Wednesday, May 18, 2011

Much Ado About Nothing

I have decided to post some questions about zero that my college students have asked me in class.  I will say this, "Zero can surely give you a severe headache unless one knows its properties."  

Question #1 - Do you know why zero is an even number?    All mathematics is based on patterns.  Because of this, I know that an even plus an even number will always give me an even answer; an odd number added to an odd also gives me an even answer, and an odd number plus an even gives me an odd answer. In other words:    E + E = E     O + O = E     O + E = O

The numbers 4 and -4 are both even numbers. If we add them together, their sum is zero.  Based on the math pattern of  E + E = E,  then zero has to be even as well.  If we substitute zero in other problems such as 1 + 0 = 1, it fits the O + E = O  rule just as 2 + 0 = 2 fits the E + E = E  rule.

In Algebra, even numbers can be written as 2 x n where n is an integer.  Odd numbers can be written in the form of  2 x n + 1.  If we have n represent 0, then  2 x n = 0 (even) and  2 x n + 1 = 1. (odd)

I say all of this to relate an actual incident that occurred in my classroom.  I wrote the number 934 on the white board, and commented that since it was even it was divisible by 2.  One of my students was perplexed because he did not understand how 934 could be even when it contained two odd numbers and only one even number.  He actually thought that all the digits of a number had to be even for the number to be even.  Funny?  Not really!  Amazingly, he had made it through 12 years of school without understanding Place value as it relates to even numbers. Unfortunately, I had assumed that everyone (especially my college students) knew what an even number was.  I no longer make assumptions about students and their math knowledge!


Question #2 - Is zero positive or negative?    The definition for positive numbers is all numbers greater than zero, and the definition for negative numbers is all numbers less than zero.  Therefore zero can be neither positive or negative.
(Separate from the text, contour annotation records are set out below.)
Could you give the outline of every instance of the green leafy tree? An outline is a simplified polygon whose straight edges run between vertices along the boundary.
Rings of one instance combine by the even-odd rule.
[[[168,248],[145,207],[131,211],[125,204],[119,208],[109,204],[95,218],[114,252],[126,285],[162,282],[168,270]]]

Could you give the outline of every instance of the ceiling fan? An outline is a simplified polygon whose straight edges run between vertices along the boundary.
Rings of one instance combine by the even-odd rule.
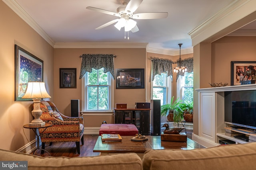
[[[111,21],[96,28],[100,29],[110,25],[116,22],[114,26],[119,31],[124,27],[124,31],[131,31],[133,33],[139,31],[137,22],[134,19],[144,20],[165,18],[168,16],[168,12],[147,12],[134,14],[143,0],[120,0],[123,4],[117,8],[116,13],[88,6],[86,9],[107,14],[119,17],[120,18]]]

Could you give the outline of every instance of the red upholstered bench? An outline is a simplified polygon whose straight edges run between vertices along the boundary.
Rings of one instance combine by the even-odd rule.
[[[133,124],[102,124],[100,128],[100,135],[103,134],[118,134],[121,136],[134,136],[138,133]]]

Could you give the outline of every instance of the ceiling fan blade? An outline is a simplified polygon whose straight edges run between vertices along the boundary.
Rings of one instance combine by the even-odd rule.
[[[133,13],[137,10],[143,0],[130,0],[125,10]]]
[[[165,18],[168,16],[168,12],[148,12],[136,14],[131,18],[138,20]]]
[[[131,31],[133,33],[136,33],[137,31],[138,31],[139,30],[139,28],[138,27],[137,25],[136,25],[134,27],[133,29],[131,29]]]
[[[102,13],[106,14],[112,16],[116,16],[119,17],[121,17],[121,16],[117,13],[105,10],[102,10],[102,9],[92,7],[91,6],[88,6],[86,7],[86,9],[87,10],[92,10],[97,12],[101,12]]]
[[[95,28],[95,29],[100,29],[106,27],[107,27],[108,25],[110,25],[113,24],[114,23],[117,22],[118,21],[118,20],[119,20],[119,19],[116,19],[116,20],[112,20],[111,21],[110,21],[109,22],[106,23],[105,24],[103,24],[102,25],[100,26],[99,27]]]

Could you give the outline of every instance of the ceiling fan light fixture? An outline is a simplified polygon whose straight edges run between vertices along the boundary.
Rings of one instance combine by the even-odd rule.
[[[121,28],[122,28],[125,25],[126,21],[124,18],[121,18],[118,20],[118,21],[114,25],[118,30],[120,31]]]
[[[137,22],[135,21],[129,19],[126,21],[125,25],[124,25],[124,31],[128,31],[134,27],[137,24]]]

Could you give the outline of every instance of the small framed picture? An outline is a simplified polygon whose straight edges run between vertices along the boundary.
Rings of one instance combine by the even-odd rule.
[[[76,68],[60,68],[60,88],[76,88]]]
[[[144,88],[144,68],[116,69],[116,88]]]
[[[231,86],[240,85],[240,81],[250,80],[246,74],[250,65],[256,69],[256,61],[231,61]]]

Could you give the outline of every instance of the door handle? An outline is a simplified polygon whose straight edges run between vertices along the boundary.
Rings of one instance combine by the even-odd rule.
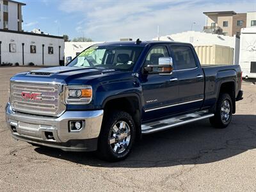
[[[169,81],[177,81],[178,79],[177,78],[172,78],[169,80]]]
[[[202,78],[202,77],[204,77],[204,76],[202,76],[202,75],[198,75],[198,76],[196,76],[196,78],[200,79],[200,78]]]

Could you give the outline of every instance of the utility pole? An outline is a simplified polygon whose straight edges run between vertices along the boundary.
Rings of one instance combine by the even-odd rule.
[[[160,37],[159,37],[159,26],[157,26],[157,40],[159,41],[160,40]]]

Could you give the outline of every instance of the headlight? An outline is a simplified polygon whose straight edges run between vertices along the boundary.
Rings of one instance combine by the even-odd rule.
[[[66,89],[66,103],[86,104],[92,101],[91,86],[68,86]]]

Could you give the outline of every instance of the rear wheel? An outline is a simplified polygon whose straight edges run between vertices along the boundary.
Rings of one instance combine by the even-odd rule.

Question #3 - Is zero a prime or composite number?    To be a prime number, a number must have only two positive divisors, itself and one.  Zero has an infinite number of divisors so it is not prime.  A composite number can be written as a product of two factors, neither of which is itself.  Since zero cannot be written as a product of two factors without including itself, zero, it is not composite.


Question #4 - Why can't you divide by zero?    I love this question.  Back in the dark ages when I asked it, I was always told, "Because I said so."  Being an inquisitive student was not a blessing when I was growing up.  Math teachers who knew all did not want to be questioned!!!!  Anyway, I don't mind the question, and here is my practical answer.
 First, we must understand division.  Division means putting or separating a number of items into a number of specific groups or sets. When you divide, such as in the problem 12 divided by 2, you are really putting 12 things into two groups or two sets. Therefore, if you have the problem 8 divided by 0, it is impossible to put eight things into no groups. You cannot put something into nothing!


 Hopefully, this clears up a few things about zero.
 I leave you with this math cheer. 
(I always wanted to be a cheerleader!)

Zero, two, four, six, eight,
                               Who do we appreciate?

Even numbers!     Even Numbers!     Even Numbers!            




2 comments :

Vintage Teacher said...

I tell my students that zero cannot be prime or composite. Much for the same reasons, but in more elementary form. I tell them to be prime it has to have only two factors. There is always someone who wants to prove me wrong, so I tell them to go ahead. They give me a pair of numbers and I give them a different pair. They eventually get that it doesn't fit the definition of prime. After we get prime, they get the idea of composite quickly, even though they don't know anything about negative numbers. They usually just take my word on it when it comes to composite.

Noel said...

Thanks for the great tips!! Very insightful! (Loved the math cheer by the way!)